The plaza opened in 1991 with anchors including Toys "R" Us, Uptons department store, Stein Mart, Bookstar, Pet Depot, Marshalls, REI, OfficeMax, Home Quarters Warehouse, and Phar-Mor. Service Merchandise opened after the grand opening.

Several of the original anchors have changed. Bookstar shut after acquisition by Barnes & Noble, and others have gone bankrupt: Home Quarters was replaced with Dick's Sporting Goods and Bed Bath & Beyond (which closed in 2023 when the company went bankrupt.

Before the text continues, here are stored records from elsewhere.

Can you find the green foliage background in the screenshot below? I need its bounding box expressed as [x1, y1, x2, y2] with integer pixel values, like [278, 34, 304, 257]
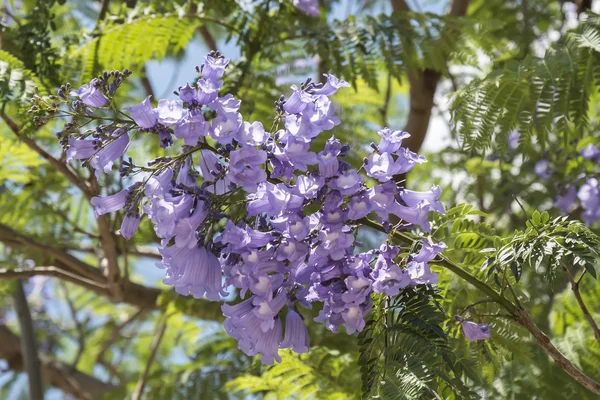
[0, 0, 600, 399]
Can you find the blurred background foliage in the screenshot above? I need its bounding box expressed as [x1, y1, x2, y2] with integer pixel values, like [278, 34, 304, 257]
[0, 0, 600, 400]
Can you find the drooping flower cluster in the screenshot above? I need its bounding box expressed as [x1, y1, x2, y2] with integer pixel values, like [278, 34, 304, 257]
[54, 53, 445, 364]
[535, 143, 600, 225]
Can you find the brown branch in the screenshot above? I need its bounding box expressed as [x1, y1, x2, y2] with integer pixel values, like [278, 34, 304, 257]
[514, 310, 600, 394]
[391, 0, 469, 152]
[0, 266, 108, 293]
[96, 0, 110, 28]
[14, 279, 44, 400]
[60, 284, 86, 368]
[0, 111, 122, 298]
[141, 65, 154, 98]
[560, 264, 600, 344]
[0, 224, 223, 321]
[198, 25, 217, 51]
[0, 111, 95, 199]
[0, 224, 105, 282]
[391, 0, 410, 12]
[0, 325, 116, 399]
[131, 316, 167, 400]
[96, 308, 146, 363]
[577, 0, 592, 16]
[361, 218, 600, 394]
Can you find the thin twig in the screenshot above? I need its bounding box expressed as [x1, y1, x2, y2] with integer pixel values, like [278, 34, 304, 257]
[0, 266, 108, 290]
[0, 111, 122, 300]
[132, 316, 167, 400]
[458, 299, 495, 315]
[96, 308, 146, 362]
[360, 218, 600, 394]
[560, 263, 600, 344]
[15, 279, 44, 400]
[60, 284, 86, 369]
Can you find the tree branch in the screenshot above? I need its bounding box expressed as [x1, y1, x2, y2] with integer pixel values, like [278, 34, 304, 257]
[513, 310, 600, 394]
[198, 25, 217, 51]
[560, 263, 600, 344]
[391, 0, 410, 12]
[360, 218, 600, 394]
[141, 65, 154, 97]
[96, 308, 146, 364]
[0, 224, 224, 322]
[391, 0, 469, 152]
[0, 111, 122, 298]
[0, 266, 108, 293]
[0, 325, 116, 399]
[15, 279, 44, 400]
[131, 316, 167, 400]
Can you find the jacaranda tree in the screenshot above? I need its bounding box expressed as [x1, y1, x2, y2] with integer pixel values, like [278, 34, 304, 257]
[0, 0, 600, 400]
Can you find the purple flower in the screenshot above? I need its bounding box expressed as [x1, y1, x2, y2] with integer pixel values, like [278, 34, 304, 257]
[317, 137, 342, 178]
[581, 143, 600, 160]
[282, 135, 317, 171]
[174, 111, 210, 146]
[508, 129, 521, 150]
[348, 194, 372, 221]
[196, 79, 223, 104]
[90, 129, 129, 178]
[161, 246, 227, 301]
[390, 203, 429, 232]
[256, 317, 282, 365]
[199, 150, 223, 182]
[227, 147, 267, 191]
[70, 78, 108, 107]
[237, 122, 269, 146]
[371, 254, 411, 296]
[90, 188, 131, 215]
[396, 147, 427, 174]
[461, 321, 492, 342]
[173, 205, 207, 248]
[365, 153, 400, 182]
[210, 112, 242, 144]
[554, 186, 577, 214]
[202, 55, 229, 80]
[156, 99, 183, 126]
[318, 230, 354, 261]
[280, 308, 309, 353]
[342, 304, 365, 335]
[128, 96, 158, 129]
[179, 83, 197, 103]
[577, 178, 600, 225]
[120, 212, 140, 239]
[329, 169, 363, 196]
[294, 175, 323, 199]
[377, 128, 410, 153]
[400, 186, 446, 214]
[283, 86, 313, 114]
[292, 0, 320, 17]
[534, 160, 550, 179]
[209, 93, 242, 115]
[247, 182, 303, 216]
[144, 168, 173, 197]
[406, 261, 439, 285]
[413, 239, 446, 263]
[67, 136, 100, 162]
[368, 181, 398, 218]
[312, 74, 350, 96]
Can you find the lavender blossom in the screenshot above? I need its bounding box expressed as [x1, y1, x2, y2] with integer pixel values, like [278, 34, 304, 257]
[461, 321, 492, 342]
[70, 78, 108, 107]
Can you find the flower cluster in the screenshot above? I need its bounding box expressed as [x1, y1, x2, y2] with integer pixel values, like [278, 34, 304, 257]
[49, 52, 445, 364]
[535, 143, 600, 225]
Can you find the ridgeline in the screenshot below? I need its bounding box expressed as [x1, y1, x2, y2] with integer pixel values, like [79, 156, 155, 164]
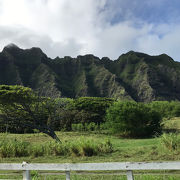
[0, 44, 180, 102]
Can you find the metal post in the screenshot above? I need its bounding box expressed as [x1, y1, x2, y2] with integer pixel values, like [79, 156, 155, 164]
[66, 171, 70, 180]
[126, 171, 134, 180]
[23, 170, 31, 180]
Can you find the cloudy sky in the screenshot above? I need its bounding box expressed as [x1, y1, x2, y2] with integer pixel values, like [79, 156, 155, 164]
[0, 0, 180, 61]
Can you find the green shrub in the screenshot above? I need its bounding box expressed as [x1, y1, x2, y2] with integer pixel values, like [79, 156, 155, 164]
[29, 144, 46, 157]
[0, 139, 29, 158]
[149, 101, 180, 118]
[161, 133, 180, 151]
[0, 138, 112, 158]
[106, 101, 161, 137]
[71, 122, 99, 132]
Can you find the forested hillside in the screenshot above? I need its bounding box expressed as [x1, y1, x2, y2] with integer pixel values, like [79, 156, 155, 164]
[0, 44, 180, 102]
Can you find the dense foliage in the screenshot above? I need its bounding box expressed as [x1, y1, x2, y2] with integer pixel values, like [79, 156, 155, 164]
[0, 85, 180, 139]
[0, 85, 59, 140]
[106, 101, 161, 137]
[0, 45, 180, 102]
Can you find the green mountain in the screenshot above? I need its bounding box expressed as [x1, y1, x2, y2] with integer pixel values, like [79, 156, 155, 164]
[0, 44, 180, 102]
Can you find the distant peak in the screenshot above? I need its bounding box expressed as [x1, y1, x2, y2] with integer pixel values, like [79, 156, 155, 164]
[4, 43, 19, 49]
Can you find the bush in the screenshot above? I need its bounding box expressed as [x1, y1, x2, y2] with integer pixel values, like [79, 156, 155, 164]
[161, 133, 180, 151]
[0, 137, 113, 158]
[149, 101, 180, 118]
[106, 101, 161, 137]
[0, 139, 29, 158]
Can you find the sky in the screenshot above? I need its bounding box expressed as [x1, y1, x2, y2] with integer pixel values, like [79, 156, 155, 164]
[0, 0, 180, 61]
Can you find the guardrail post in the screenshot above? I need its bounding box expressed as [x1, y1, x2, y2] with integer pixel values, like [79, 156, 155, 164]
[126, 171, 134, 180]
[23, 170, 31, 180]
[66, 171, 70, 180]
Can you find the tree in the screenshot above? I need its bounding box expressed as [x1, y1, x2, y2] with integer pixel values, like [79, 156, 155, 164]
[106, 101, 161, 137]
[0, 85, 60, 141]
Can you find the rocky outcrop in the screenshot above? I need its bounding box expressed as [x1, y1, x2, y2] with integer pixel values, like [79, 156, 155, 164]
[0, 44, 180, 102]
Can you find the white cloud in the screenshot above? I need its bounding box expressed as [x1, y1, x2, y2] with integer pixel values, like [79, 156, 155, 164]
[0, 0, 180, 60]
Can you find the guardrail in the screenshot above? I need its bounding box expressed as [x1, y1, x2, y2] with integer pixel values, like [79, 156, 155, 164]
[0, 161, 180, 180]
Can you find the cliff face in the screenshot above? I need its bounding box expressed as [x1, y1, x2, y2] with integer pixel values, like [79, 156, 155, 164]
[0, 45, 180, 102]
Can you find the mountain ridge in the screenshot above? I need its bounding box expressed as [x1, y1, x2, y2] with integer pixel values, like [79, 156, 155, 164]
[0, 44, 180, 102]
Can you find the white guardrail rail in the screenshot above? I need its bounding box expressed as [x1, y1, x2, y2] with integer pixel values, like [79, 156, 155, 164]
[0, 161, 180, 180]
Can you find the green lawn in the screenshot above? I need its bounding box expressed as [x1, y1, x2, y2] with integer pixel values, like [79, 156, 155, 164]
[0, 132, 180, 180]
[0, 132, 180, 163]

It has since been replaced by Bob’s Discount Furniture), Phar-Mor was replaced by Best Buy, Service Merchandise was replaced by DSW, Inc. and A.C. Moore (which has since been subdivided into Aerie and American Eagle Outfitters) and Uptons was replaced with Michaels and Old Navy. Pet Depot became Petco, REI was replaced by HomeGoods, OfficeMax was replaced by Ross, Rugged Warehouse was replaced by Home Centric, and Toys "R" Us closed in 2018 after their "Going out of Business" sale. Its space was filled by Hobby Lobby in February 2020.

The center was purchased by Kimco Realty in 2014, which also owns the adjacent Centrum at Crossroads shopping center.

==Surrounding shopping area==
Since Crossroads was built, several adjacent or nearby shopping centers have been established. These surrounding centers have grocery stores or discount stores as anchors, though they also include competitors of anchors of Crossroads itself. Cary Towne Center, built in 1979 and closed in 2021, was located approximately 1 mi from Crossroads Plaza down Walnut Street.